Beaucoup d'argent a été dépensé et beaucoup d'appels à l'action ont été formulés. On demeure toujours sur notre appétit par rapport à la mise en œuvre de ces appels à l'action.

Pourtant, le gouvernement doit rapidement trouver des solutions sur le comment assurer que le système de santé chez nous respecte ce que nous sommes, et comment assurer que le racisme soit chose du passé.
Une citation de Ghislain Picard, chef de l’Assemblée des Premières Nations Québec-Labrador
Ghislain Picard.

Ghislain Picard, chef de l’Assemblée des Premières Nations Québec-Labrador

Photo : Radio-Canada / Ivanoh Demers

Un autre dossier important pour le chef Picard concerne le droit à l'autodétermination des premiers peuples. À ce sujet, il propose la création d'une commission parlementaire spéciale instituée par le gouvernement qui sera élu le 3 octobre et qui mettra rapidement la table pour un dialogue direct entre les nations autochtones et l'ensemble des élus du Québec.

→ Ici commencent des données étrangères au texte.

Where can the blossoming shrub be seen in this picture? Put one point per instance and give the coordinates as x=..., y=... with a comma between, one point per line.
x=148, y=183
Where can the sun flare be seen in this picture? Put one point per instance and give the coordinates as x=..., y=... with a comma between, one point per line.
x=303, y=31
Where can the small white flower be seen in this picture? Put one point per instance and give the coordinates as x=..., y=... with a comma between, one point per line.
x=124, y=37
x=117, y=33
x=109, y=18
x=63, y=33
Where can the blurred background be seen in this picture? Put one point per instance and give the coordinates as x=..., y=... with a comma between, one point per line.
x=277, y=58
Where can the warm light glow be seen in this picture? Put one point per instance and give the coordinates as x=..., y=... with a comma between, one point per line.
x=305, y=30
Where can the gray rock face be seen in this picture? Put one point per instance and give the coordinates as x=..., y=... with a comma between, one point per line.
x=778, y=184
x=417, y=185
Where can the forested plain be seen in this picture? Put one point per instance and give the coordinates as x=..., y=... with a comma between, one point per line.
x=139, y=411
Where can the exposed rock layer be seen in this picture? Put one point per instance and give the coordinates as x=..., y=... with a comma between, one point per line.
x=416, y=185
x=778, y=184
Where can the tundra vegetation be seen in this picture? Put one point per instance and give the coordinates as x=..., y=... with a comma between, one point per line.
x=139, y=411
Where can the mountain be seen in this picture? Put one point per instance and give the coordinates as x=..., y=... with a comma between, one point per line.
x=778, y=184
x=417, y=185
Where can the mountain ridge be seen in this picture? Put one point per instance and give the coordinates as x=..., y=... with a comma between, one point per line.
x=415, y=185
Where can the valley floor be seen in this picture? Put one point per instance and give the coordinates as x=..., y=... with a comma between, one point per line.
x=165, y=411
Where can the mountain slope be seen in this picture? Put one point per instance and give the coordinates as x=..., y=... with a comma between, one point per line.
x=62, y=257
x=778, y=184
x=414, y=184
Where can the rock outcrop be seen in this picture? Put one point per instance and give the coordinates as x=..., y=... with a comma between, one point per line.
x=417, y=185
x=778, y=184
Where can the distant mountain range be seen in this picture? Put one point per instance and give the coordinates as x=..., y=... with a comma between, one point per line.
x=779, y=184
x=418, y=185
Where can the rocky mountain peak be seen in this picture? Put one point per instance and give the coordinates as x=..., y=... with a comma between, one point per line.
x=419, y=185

L'Assemblée nationale a voté le 8 octobre 2019 une résolution qui engage le gouvernement à s'asseoir avec nous pour discuter des termes de la mise en application de la Déclaration des Nations unies sur les droits des peuples autochtones. Trois ans plus tard, on n'est même pas au seuil de ce processus.

Le chef de l'Assemblée des Premières Nations du Québec-Labrador déplore l'isolement de la province quant aux politiques menées par le reste du pays et sur la scène internationale. Si j'étais à la place d'un premier ministre du Québec, je me dirais qu'il y a moyen de faire mieux, mais ce n'est malheureusement pas ce qu'on constate.

La Journée nationale de la vérité et de la réconciliation donne lieu à de nombreuses activités au Canada.